You can't lose your kids through cd'ing... but only you can make the relationship work with you and your kids. If you're no fun to be with, then why not? have they said that? Do you take them out? if not, why not?
I'm sorry what happened to you, and for your friends, I have no advice to give on that, I've never been there, so I do not know how to answer that.
It's your life, if you really have had enough, then do something about it, take one issue at a time and deal with it as best as you can. Your children are for life, no one can take them away, but if you're pushing them away, then you need to start fixing that, before you lose them because you're not being a fun dad.
Administrator
Missing my Libra babe Sherlyn, I hope she's rocking up there with the angels
Missing our Rianna, doesn't seem right, gone to early, hope she's partying with Sherlyn
Debs, YOU ARE NOT STUPID FOR HAVING FEELINGS. That just makes you human. Welcome to the race.
With regard to the two friends, they may have felt that there was no one who cared, nor anyone they could talk to about what was troubling them. From what I've read here on this forum, pretty much anything is a fair topic, and writing about it is in fact good therapy. So as Tamara said, don't suppress the feelings you have (because it can damage you.)
Divorces DO suck, on that point most would agree. But it is a process that will eventually be over, and there IS life after the big D. You're a good person, and knowing that and repeating it to yourself over and over will keep your attention on the important things (being the best Pop you can, being civil even when others are not being civil to you, keeping your personal integrity.) This will lead to character, and at the end of the day, a more powerful you (may be hard to believe, but I believe it, having gone through a pretty bad D not so long ago.)

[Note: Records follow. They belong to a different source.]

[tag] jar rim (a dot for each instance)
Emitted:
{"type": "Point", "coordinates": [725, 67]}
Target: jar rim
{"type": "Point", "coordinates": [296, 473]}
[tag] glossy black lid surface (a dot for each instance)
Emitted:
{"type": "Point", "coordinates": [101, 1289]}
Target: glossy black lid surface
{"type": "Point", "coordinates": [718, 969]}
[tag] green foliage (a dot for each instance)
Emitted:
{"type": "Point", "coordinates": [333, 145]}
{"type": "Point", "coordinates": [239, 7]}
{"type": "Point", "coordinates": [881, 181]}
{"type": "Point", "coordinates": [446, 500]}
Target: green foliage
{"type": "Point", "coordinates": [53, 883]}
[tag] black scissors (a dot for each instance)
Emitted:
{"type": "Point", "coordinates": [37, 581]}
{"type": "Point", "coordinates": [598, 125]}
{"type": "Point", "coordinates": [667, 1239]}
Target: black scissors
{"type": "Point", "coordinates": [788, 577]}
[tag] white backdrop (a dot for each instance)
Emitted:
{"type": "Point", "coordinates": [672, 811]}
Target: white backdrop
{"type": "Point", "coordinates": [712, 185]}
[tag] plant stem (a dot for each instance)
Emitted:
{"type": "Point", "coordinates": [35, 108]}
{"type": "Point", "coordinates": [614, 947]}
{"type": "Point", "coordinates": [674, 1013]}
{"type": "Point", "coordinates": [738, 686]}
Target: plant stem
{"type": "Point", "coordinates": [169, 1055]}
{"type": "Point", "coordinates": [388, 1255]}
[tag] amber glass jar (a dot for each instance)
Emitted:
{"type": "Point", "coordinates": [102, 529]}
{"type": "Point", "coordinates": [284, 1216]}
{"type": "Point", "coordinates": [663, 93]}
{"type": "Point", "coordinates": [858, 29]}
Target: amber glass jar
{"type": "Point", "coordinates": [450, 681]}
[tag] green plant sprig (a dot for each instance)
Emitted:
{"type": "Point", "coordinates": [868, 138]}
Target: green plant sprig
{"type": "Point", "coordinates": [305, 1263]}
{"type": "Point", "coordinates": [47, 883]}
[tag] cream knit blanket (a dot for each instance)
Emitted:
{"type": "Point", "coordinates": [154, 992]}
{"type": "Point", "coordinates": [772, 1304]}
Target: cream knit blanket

Our thoughts ARE with you! Do hang in there, and drop a PM if you need to, OK?
Heidi99
Not stupid. Just human.
Children are a precious gift. Do what you need to do to make that relationship work and the rest will fix itself. You can only lose your kids if you drive them away. Otherwise they will always be yours. And often, even when you drive them away they still come back to you.
I have my kids every Sunday and we always do something they enjoy. We really enjoy our time together, but after i drop them off i nearly always get upset about not being with them. My daughter knows about "Debs" and is ok with it, i suspect my eldest son does too. I think sometimes though they know i,m struggling to be a "fun dad"..Kids seem to notice things like that.